The values we get as output from our model don’t necessarily make sense by themselves. Let’s take a look:

In [None]:
print(outputs.logits)

tensor([[-1.5607,  1.6123],
        [ 4.1692, -3.3464]], grad_fn=<AddmmBackward0>)


Our model predicted [-1.5607, 1.6123] for the first sentence and [ 4.1692, -3.3464] for the second one. Those are not probabilities but logits, the raw, unnormalized scores outputted by the last layer of the model. To be converted to probabilities, they need to go through a SoftMax layer (all 🤗 Transformers models output the logits, as the loss function for training will generally fuse the last activation function, such as SoftMax, with the actual loss function, such as cross entropy):

In [None]:
import torch

predictions = torch.nn.functional.softmax(outputs.logits, dim=-1)
print(predictions)

tensor([[4.0195e-02, 9.5980e-01],
        [9.9946e-01, 5.4418e-04]], grad_fn=<SoftmaxBackward0>)


In [None]:
model.config.id2label

{0: 'NEGATIVE', 1: 'POSITIVE'}

Now we can conclude that the model predicted the following:

First sentence: NEGATIVE: 0.0402, POSITIVE: 0.9598
Second sentence: NEGATIVE: 0.9995, POSITIVE: 0.0005
We have successfully reproduced the three steps of the pipeline: preprocessing with tokenizers, passing the inputs through the model, and postprocessing!

## **Models**

In this section, we'll delve deeper into the process of creating and utilizing a model.

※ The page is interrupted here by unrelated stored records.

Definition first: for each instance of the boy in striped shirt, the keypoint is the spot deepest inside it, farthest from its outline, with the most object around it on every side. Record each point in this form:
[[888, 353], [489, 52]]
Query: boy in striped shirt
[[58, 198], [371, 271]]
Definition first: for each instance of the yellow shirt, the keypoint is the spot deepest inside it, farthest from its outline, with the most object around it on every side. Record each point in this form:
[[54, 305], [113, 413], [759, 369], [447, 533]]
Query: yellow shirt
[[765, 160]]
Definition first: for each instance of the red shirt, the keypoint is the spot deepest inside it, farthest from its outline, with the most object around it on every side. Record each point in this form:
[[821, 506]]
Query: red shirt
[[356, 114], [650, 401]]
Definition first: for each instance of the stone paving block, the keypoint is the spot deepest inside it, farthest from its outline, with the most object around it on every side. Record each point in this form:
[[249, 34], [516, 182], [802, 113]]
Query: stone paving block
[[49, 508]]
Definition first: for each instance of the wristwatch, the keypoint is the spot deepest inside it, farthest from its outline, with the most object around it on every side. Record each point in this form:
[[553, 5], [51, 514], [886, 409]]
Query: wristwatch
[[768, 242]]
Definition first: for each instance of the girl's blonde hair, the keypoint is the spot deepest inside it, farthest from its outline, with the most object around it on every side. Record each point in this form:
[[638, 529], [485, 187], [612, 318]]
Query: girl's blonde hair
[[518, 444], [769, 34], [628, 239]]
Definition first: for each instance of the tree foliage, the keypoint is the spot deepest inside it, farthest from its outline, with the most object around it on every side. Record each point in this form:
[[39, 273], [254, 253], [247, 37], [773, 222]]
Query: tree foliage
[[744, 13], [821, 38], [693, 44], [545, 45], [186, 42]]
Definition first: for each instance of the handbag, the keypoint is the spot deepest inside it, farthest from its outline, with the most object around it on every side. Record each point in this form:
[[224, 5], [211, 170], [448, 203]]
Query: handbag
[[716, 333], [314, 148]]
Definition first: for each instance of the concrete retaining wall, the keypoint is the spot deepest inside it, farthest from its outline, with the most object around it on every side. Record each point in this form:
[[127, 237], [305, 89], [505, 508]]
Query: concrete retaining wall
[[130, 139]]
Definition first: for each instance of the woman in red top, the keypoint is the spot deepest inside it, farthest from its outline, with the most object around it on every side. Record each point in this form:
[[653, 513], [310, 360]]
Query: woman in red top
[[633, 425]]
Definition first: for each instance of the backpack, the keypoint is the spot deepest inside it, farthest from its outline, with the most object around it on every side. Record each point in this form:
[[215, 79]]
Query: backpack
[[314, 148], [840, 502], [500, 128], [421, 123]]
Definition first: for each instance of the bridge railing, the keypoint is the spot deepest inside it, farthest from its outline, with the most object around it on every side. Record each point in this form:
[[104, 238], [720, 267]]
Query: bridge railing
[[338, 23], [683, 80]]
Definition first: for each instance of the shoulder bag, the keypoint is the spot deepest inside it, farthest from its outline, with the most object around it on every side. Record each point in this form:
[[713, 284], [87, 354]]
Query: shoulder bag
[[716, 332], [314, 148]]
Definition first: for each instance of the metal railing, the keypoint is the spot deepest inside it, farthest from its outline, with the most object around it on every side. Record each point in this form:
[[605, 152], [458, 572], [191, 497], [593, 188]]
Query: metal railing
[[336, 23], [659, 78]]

We'll be making use of the AutoModel class, which is quite convenient when you need to create an instance of any model from a checkpoint.

The AutoModel class, along with its related classes, serves as a straightforward wrapper for the diverse array of models available in the library. It's a clever wrapper because it can automatically deduce the appropriate model architecture for your checkpoint and then instantiate a model with that specific architecture.

However, if you happen to know the exact model type you wish to use, you can opt to use the class that explicitly defines its architecture. Let's explore this further with a BERT model as an example.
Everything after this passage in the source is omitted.